Like the surfer decreasing the threats, with online dating you can prepare a safety plan for how to escape a threatening scenario. Most people I know insists on meeting at a safe public place, which for me has been coffee at Panera. When I’ve met guys for hikes in public places, I texted my sister and a friend to tell them where I’d be and who I was with. I always have the option of exiting any date that feels threatening or just isn’t working; there’s no obligation to stick with it. This is an advantage compared to dating back in the day, when you were stuck with that date until they drove you home.
While I’ve met some nice guys and I’ve not had horrible or threatening dates, I can’t say that this path has been easy, and many times it’s seemed unrewarding. Some of my friends have become so frustrated they either got off the sites for a few months or altogether.
An article done by Pew Research Center http://pewresearch.org, “The Virtues and Downsides of Online Dating” by M. Anderson, E. Vogels, and E. Turner, takes a look at online dating across age groups. A survey done in October of 2019 highlights perceptions of online dating:
“On a broad level, online dating users are more likely to describe their overall experience using these platforms in positive rather than negative terms. Additionally, majorities of online daters say it was at least somewhat easy for them to find others that they found physically attractive, shared common interests with, or who seemed like someone they would want to meet in person. But users also share some of the downsides to online dating. Roughly seven-in-ten online daters believe it is very common for those who use these platforms to lie to try to appear more desirable. And by a wide margin, Americans who have used a dating site or app in the past year say the experience left them feeling more frustrated (45%) than hopeful (28%).“
There are both the negative and positive, the risks versus the benefits in online dating.
But perhaps the greatest risk of online dating is the same as traditional dating; you can get your heart broken.
Especially when I first started down this road, I had many nights when I woke up in the middle of the night and had a hard time getting back to sleep. I’d sit in my desk chair and look out into the area in front of my apartment–so still, no one walking their dogs at four in the morning.

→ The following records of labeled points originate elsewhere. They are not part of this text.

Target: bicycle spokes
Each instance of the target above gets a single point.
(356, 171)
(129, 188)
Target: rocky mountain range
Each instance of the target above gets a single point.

One night, I had a low mood after realizing that a guy I’d liked, who’d been messaging me, was likely a scammer. I was disappointed and felt foolish for thinking he was real. I saw how quickly my heart could fall for someone–and in turn, how easily my heart could be broken. Maybe I should get off the site and just take a slower, more traditional route to finding someone. But couldn’t my heart still be broken? I’d known plenty of people who’d dated a real person for an extended period and it ended in heartbreak.
Looking out at the cars, sleeping in their individual spaces, it occurred to me, “When you fall for someone, your heart has to expand–to open up to that other person, to take in their world, and have a greater understanding of your own.” There’s personal growth in that expansion–no matter the outcome, I thought. Calculating the risk, heartbreak is a likely occurrence, but maybe there’s growth that eventually leads to resiliency– a stronger heart.
Maybe it’s worth a calculated risk to continue the path of online dating.
2 thoughts on “Calculated Risks: Online Dating”
Connie, I liked this just for the opportunity to view an angle not considered. When I started reading the thought of calculating a feeling began to morph into a physical part of living that went beyond feeling. Well, I guess that is what you do best. Love and Blessing, and sorry for the late response. John,
Thanks again for your response–and never a worry at any delay; I’m just grateful that you read and respond–no matter when it occurs.